The Los Angeles-based artist, Mark Bradford, who is the toast of the Venice Biennale for his US pavilion, delivered on Thursday (11 May) a masterclass in making the art world part of the real world. He said that if you want to work with people facing real hardship, you really have to "listen and be prepared to write the check" for what "they want", with the stress on the word "they". Puncturing pretensions, he criticised those seeking a “photo-op” at others’ expense. Bradford was speaking at an event organised during the Biennale’s preview week by Pamela Joyner, a leading US philanthropist and collector of his work, and other African-American abstractionists.
The talk was moderated by Katy Siegel, the co-curator of Bradford’s exhibition, Tomorrow is Another Day, which turns the ideologically loaded space of the neo-classical US pavilion on its head. Forget ivory tower, or Camelot, think grotto and Greek myths meets the scrappy street life of South Los Angeles.
Back home in America, Bradford’s activism includes Art + Practice, a project he co-founded, which provides access to art and support to young people in foster care among others in his local community. Meanwhile, in Venice he has backed a shop where prisoners can sell the products they make in partnership with a local co-operative, Rio Terà dei Pensieri. It will stay open long after the Biennale closes in November—Process Collettivo is a six-year project—as the artist has invested in it for the long-term. Institutions have a responsibility to put others’ needs first he said, particularly when working with local communities “used to being exploited”.
Another leading artist, the Mexico-based, Belgian artist Francis Alys, is showing paintings, drawings and a film produced on the front line in Mosul last year at the Iraq pavilion in the Palazzo Cavalli-Franchetti. Alys spent time meeting refugees of the conflict as well documenting a Kurdish battalion’s campaign to liberate Iraq’s second city from Isis. Why take on the role of a war artist? This war is “medieval barbarism perpetrated and spread with the most modern of technologies”, Alys recently told Artforum. The Baghdad-based Ruya Foundation, the pavilion commissioner, also invited Alys on a research trip last year to refugee camps in northern Iraq where he held a series of workshops.
Numerous national pavilions, works of art in Viva Arte Viva, the main show of the 57th Venice Biennale and its collateral exhibitions aim to raise awareness about people facing hardship and exploitation. In a contentious move, the Tunisian pavilion (The Absence of Paths) is issuing “freesas”—fictional travel documents permitting freedom of movement worldwide—at three kiosks around the city.
The freesa document points out that the current humanitarian crisis stemming from forced migration across the Middle East and beyond underpins the project. The imitation visas are issued by “aspirational [Tunisian] migrants”, nationals who are expected to return home after the Biennale ends.

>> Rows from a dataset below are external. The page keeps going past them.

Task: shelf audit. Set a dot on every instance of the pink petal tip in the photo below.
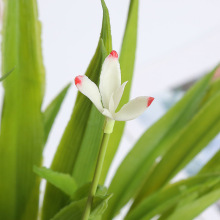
(114, 54)
(78, 80)
(150, 100)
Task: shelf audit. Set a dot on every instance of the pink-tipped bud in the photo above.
(150, 100)
(114, 54)
(78, 80)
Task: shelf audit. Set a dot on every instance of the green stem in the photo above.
(98, 169)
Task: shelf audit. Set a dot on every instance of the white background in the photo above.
(177, 41)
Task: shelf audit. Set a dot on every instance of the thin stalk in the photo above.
(98, 169)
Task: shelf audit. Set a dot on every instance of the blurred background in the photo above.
(178, 41)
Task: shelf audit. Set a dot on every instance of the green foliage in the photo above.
(83, 192)
(78, 149)
(213, 165)
(52, 110)
(154, 143)
(204, 127)
(62, 181)
(144, 175)
(6, 75)
(173, 195)
(22, 133)
(75, 209)
(127, 59)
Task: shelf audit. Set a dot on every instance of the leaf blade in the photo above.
(52, 110)
(138, 163)
(127, 59)
(21, 126)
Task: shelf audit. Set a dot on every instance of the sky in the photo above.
(177, 41)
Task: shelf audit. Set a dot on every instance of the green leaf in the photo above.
(173, 195)
(75, 209)
(213, 165)
(85, 126)
(127, 59)
(194, 208)
(62, 181)
(154, 143)
(52, 110)
(22, 133)
(6, 75)
(84, 190)
(204, 127)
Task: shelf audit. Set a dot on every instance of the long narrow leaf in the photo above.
(194, 208)
(200, 131)
(172, 195)
(127, 58)
(153, 143)
(62, 181)
(213, 165)
(52, 110)
(75, 209)
(70, 145)
(22, 133)
(6, 75)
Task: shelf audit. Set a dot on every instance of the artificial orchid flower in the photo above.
(106, 98)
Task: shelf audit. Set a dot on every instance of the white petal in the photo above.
(89, 89)
(110, 78)
(111, 105)
(134, 108)
(107, 113)
(118, 94)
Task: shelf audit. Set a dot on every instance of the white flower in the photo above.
(106, 98)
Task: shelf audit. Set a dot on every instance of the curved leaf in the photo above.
(85, 123)
(154, 142)
(195, 136)
(173, 195)
(22, 133)
(52, 110)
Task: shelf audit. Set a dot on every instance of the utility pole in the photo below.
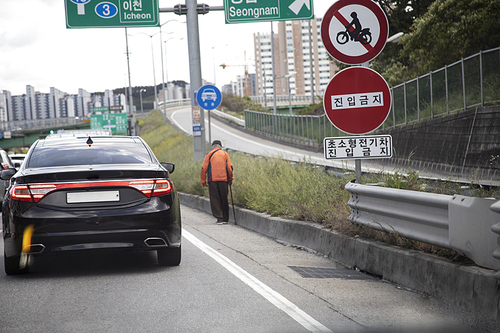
(191, 9)
(200, 148)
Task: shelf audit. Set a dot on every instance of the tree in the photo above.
(451, 30)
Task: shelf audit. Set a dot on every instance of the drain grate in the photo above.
(330, 273)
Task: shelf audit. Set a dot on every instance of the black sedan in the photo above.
(90, 193)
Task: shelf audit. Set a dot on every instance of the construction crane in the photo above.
(248, 89)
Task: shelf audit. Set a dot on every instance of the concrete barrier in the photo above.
(469, 287)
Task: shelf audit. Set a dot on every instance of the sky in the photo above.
(37, 49)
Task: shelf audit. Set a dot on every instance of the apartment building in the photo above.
(56, 104)
(301, 62)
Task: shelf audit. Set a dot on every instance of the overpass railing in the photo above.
(20, 125)
(468, 225)
(174, 103)
(307, 130)
(281, 99)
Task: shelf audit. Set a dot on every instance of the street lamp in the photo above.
(213, 59)
(140, 95)
(154, 75)
(166, 67)
(162, 69)
(288, 76)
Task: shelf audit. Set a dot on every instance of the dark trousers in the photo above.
(218, 200)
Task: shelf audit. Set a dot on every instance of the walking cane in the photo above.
(232, 201)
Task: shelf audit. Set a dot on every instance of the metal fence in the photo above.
(471, 82)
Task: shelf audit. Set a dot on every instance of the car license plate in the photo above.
(85, 197)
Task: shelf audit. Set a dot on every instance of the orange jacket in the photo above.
(217, 166)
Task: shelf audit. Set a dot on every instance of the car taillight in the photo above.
(21, 193)
(162, 186)
(35, 192)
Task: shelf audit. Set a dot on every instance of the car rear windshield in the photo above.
(82, 154)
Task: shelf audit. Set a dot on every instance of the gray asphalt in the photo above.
(253, 288)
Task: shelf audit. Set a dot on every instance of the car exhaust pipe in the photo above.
(155, 242)
(36, 248)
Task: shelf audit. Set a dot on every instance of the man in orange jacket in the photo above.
(219, 169)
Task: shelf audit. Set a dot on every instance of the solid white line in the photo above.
(272, 296)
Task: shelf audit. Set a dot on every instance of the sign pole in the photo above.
(130, 97)
(199, 145)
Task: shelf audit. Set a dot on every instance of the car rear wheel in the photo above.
(12, 265)
(170, 256)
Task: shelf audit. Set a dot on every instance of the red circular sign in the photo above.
(354, 31)
(357, 100)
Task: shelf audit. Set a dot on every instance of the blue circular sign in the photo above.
(209, 97)
(106, 9)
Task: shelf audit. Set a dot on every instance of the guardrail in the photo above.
(175, 103)
(467, 225)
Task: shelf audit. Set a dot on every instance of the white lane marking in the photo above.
(272, 296)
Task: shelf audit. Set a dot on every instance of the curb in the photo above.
(471, 288)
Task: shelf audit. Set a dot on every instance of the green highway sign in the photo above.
(111, 13)
(249, 11)
(117, 122)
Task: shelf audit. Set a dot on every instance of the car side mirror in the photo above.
(7, 174)
(169, 166)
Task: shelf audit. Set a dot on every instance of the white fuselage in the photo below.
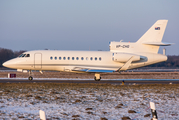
(71, 60)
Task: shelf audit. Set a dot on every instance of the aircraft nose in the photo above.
(6, 64)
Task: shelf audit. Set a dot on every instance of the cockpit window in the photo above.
(23, 55)
(27, 55)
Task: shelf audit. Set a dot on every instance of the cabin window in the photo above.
(28, 55)
(23, 55)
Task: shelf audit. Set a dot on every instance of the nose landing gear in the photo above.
(30, 75)
(97, 77)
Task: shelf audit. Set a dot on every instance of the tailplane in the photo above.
(149, 42)
(155, 33)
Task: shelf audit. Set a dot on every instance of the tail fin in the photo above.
(155, 33)
(149, 42)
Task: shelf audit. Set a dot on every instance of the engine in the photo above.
(124, 57)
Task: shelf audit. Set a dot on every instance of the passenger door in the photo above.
(38, 61)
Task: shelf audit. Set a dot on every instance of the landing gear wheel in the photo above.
(30, 78)
(97, 77)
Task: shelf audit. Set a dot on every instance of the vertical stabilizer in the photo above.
(155, 33)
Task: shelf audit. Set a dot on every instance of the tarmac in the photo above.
(119, 81)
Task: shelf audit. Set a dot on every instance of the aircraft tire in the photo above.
(97, 79)
(30, 78)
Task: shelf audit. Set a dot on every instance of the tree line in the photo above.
(7, 54)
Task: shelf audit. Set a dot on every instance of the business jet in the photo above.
(121, 57)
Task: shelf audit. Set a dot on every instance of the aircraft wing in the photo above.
(92, 70)
(123, 68)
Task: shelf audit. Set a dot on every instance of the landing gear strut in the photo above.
(30, 75)
(97, 77)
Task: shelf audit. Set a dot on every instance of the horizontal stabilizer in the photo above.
(158, 43)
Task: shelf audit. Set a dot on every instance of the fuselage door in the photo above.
(38, 60)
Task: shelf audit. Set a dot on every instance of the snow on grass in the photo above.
(87, 101)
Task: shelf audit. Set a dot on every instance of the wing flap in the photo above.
(92, 70)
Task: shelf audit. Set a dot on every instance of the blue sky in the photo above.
(83, 25)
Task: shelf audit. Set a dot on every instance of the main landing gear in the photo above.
(97, 77)
(30, 75)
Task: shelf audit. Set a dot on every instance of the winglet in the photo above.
(126, 65)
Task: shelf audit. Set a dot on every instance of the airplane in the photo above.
(121, 57)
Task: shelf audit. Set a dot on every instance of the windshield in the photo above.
(24, 55)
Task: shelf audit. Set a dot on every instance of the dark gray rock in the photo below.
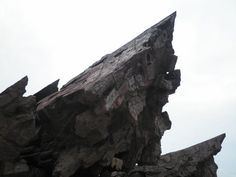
(46, 91)
(114, 108)
(103, 122)
(195, 161)
(17, 120)
(17, 128)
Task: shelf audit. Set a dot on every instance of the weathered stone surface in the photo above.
(17, 128)
(17, 123)
(46, 91)
(114, 108)
(195, 161)
(103, 122)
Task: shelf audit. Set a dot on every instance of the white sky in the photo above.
(51, 39)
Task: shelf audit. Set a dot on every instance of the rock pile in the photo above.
(107, 121)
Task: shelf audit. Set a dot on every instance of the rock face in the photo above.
(195, 161)
(17, 127)
(103, 122)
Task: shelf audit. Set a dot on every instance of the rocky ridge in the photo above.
(107, 121)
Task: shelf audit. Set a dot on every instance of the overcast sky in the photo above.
(51, 39)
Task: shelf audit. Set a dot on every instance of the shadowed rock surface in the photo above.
(195, 161)
(104, 121)
(46, 91)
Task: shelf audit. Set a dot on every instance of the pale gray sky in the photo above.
(51, 39)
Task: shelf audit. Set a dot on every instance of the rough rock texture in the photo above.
(17, 127)
(114, 108)
(104, 121)
(195, 161)
(46, 91)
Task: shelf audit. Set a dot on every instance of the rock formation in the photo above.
(103, 122)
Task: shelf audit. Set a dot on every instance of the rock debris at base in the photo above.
(106, 122)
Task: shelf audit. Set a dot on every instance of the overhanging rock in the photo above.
(195, 161)
(105, 121)
(114, 108)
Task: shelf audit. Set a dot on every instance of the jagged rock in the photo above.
(114, 108)
(17, 120)
(17, 128)
(46, 91)
(195, 161)
(103, 122)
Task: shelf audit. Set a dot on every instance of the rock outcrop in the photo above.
(195, 161)
(103, 122)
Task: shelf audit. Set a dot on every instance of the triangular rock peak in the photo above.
(107, 121)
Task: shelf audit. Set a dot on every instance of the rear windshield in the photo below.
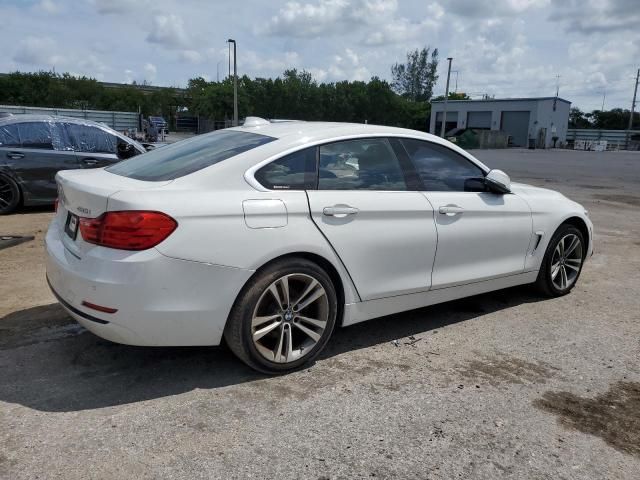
(188, 156)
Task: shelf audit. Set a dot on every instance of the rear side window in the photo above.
(85, 138)
(364, 164)
(296, 171)
(36, 135)
(9, 136)
(188, 156)
(441, 169)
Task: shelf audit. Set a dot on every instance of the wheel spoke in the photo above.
(554, 270)
(289, 347)
(277, 353)
(258, 334)
(315, 336)
(257, 321)
(313, 321)
(572, 267)
(316, 294)
(563, 277)
(572, 246)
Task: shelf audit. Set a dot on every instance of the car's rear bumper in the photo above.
(160, 301)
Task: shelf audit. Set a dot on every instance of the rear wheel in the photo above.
(9, 195)
(562, 263)
(284, 317)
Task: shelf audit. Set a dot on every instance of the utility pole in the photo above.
(235, 84)
(633, 107)
(218, 70)
(446, 98)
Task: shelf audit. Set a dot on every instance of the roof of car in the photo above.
(29, 117)
(319, 130)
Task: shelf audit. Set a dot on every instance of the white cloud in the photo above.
(38, 51)
(190, 56)
(47, 6)
(150, 71)
(168, 31)
(118, 7)
(328, 16)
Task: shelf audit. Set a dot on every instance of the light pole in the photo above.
(235, 84)
(633, 107)
(218, 70)
(446, 97)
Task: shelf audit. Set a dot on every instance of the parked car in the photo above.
(270, 235)
(33, 148)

There are, meanwhile, around 40 refugees, living in Mestre on the mainland near Venice, who are taking part in Studio Olafur Eliasson and TBA-21’s Green Light project in the Central Pavilion in the Giardini. The initiative is led by the Danish-Icelandic artist who has designed a special lamp for Venice on sale at €250 each (proceeds go towards the project). “It takes two people to create a lamp,” Eliasson told us, stressing that the creative process involves both visitors and refugees who cooperate in making the lamps, getting to know each other a little better.
This is the Biennale that wears its social responsibility on its sleeve, literally. The tote bag to be seen with is printed with the slogan: “Refugee Rights” and on the reverse: “Indigenous Rights”, spreading the message that the Australian artist Tracey Moffatt’s pavilion, My Horizon, refers to both. For Vigil (2017), Moffatt has spliced together shocking photographs of migrants in distress at sea with stills of Hollywood stars’ faces frozen in horror.
The US-Taiwanese artist Tehching Hsieh is living proof of how a country’s art can benefit from a migrant artist. Hsieh arrived in New York in the late 1970s as an illegal immigrant. As “Sam Hsieh”, the young artist created epic durational performances, such as Manhattan (Outdoor Piece, 1981-82). In Venice, he shows photographs and ephemera documenting the year he wandered homeless around New York. The show includes an installation documenting another year-long performance. For (Time Clock Piece, 1980-81), the artist spent 365 days with limited sleep, punching a time clock every hour. The curator of the Taiwanese pavilion Doing Time Adrian Heathfield, tells us that “Hsieh’s work is a prescient commentary on the statelessness of migrants”.